La presenza delle due Piccole Sorelle in questo Luna Park risale ad una decina d’anni fa e oramai sono parte integrante della grande famiglia di questa oasi del divertimento di Ostia. “Sono le nostre protettrici e noi proteggiamo loro, è uno scambio”, dice Ginetto Pugliè il proprietario del Luna Park, costruito dal padre. Lui aveva sette anni quando i suoi genitori, papà toscano e mamma emiliana, si stabilirono nella cittadina del litorale laziale. Da allora sono passati cinquant’anni e un momento come questo non era mai stato vissuto da quanti vi lavorano al suo interno, racconta. È stato un anno molto difficile che ha lasciato molto strascico – ribadisce - sia psicologico che economico. E c’è chi non c’è la fatta ma diciamo che c’è stata tanta solidarietà. Abbiamo fatto il possibile. Io mi sono mosso anche a livello sindacale”. “Tutti aspettiamo con trepidazione il giorno dell’apertura”, continua Ginetto: le nuove attrazioni provengono da fuori. È stato un momento di solidarietà, i proprietari delle nuove attrazioni vivono facendo feste patronali e fiere che ancora sono bloccate. E’ un aiuto reciproco, loro vengono dalla Campania, zona di Napoli e Caserta. Hanno investito spostando queste strutture e noi abbiano messo lo spazio a disposizione dando molto risalto a queste novità. A fargli da eco c’è Massimo Mascia che, da due anni, appoggia il lavoro del proprietario: “Il parco si è rinnovato totalmente la riapertura dovrebbe essere il 15 giugno, ma si riaprirà il 19 che è sabato. Le persone dovranno essere seguite affinché non ci sia assembramento. All’interno del luna park il percorso è lo stesso: si entra al centro e si esce dall’altra parte a destra”.

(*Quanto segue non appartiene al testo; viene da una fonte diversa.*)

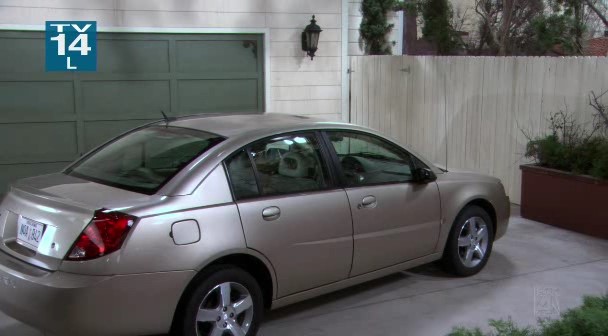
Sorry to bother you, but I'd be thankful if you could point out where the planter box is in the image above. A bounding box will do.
[520,165,608,239]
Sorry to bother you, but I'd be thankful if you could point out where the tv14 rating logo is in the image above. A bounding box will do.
[46,21,97,71]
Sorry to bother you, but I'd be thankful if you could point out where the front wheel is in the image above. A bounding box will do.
[180,266,264,336]
[442,206,494,276]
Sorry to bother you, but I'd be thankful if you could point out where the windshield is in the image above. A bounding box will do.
[65,126,224,195]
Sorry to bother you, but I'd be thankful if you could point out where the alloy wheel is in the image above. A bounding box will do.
[196,282,253,336]
[458,217,489,268]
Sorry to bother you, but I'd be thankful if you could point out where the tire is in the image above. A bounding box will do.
[172,266,264,336]
[441,205,494,276]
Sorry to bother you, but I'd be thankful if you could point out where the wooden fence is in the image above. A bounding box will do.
[349,56,608,203]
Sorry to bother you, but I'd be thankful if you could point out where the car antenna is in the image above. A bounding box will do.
[160,110,177,127]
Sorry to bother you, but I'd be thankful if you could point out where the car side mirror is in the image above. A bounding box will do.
[412,168,437,183]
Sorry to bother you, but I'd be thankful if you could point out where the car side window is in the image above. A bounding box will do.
[326,131,413,187]
[226,150,259,200]
[249,134,329,195]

Tutti sono ansiosi di ripartire e il giorno della riapertura è molto atteso, una boccata di ossigeno “perché – commenta Mascia - un anno e mezzo senza lavoro è stato molto duro. Ci sono stati degli aiuti da parte della Chiesa, della Fondazione Migrantes, della Caritas, anche grazie all’intervento delle suore, ma le famiglie devono vivere del proprio lavoro”. Non ci sarà una apertura speciale, una inaugurazione, per non fare assembramento: “Senza spingere troppo - dice Mascia - si seguirà il solito orario dalle 15 alle 24, considerando che il coprifuoco dovrebbe essere sospeso. Noi ci atterremo a questo”.
Ma i visitatori del Luna Park troveranno un’altra novità, racconta suor Genevieve: “al centro dell’area lo scorso 9 maggio, il giorno della festa della mamma, è stata posta una bella e grande statua della Madonna”. Per capirci - dice la suora – “quella della Beata Vergine della Medaglia Miracolosa. l’hanno voluta tutti i lunaparkisti. È la madonna che protegge tutto questo settore”. La statua è stata benedetta alla presenza di don Giovanni De Robertis, Direttore della Fondazione Migrantes, e mons. Pierpaolo Felicolo, responsabile Ufficio Fondazione Migrantes di Roma e del Lazio. (NDB – R.I.)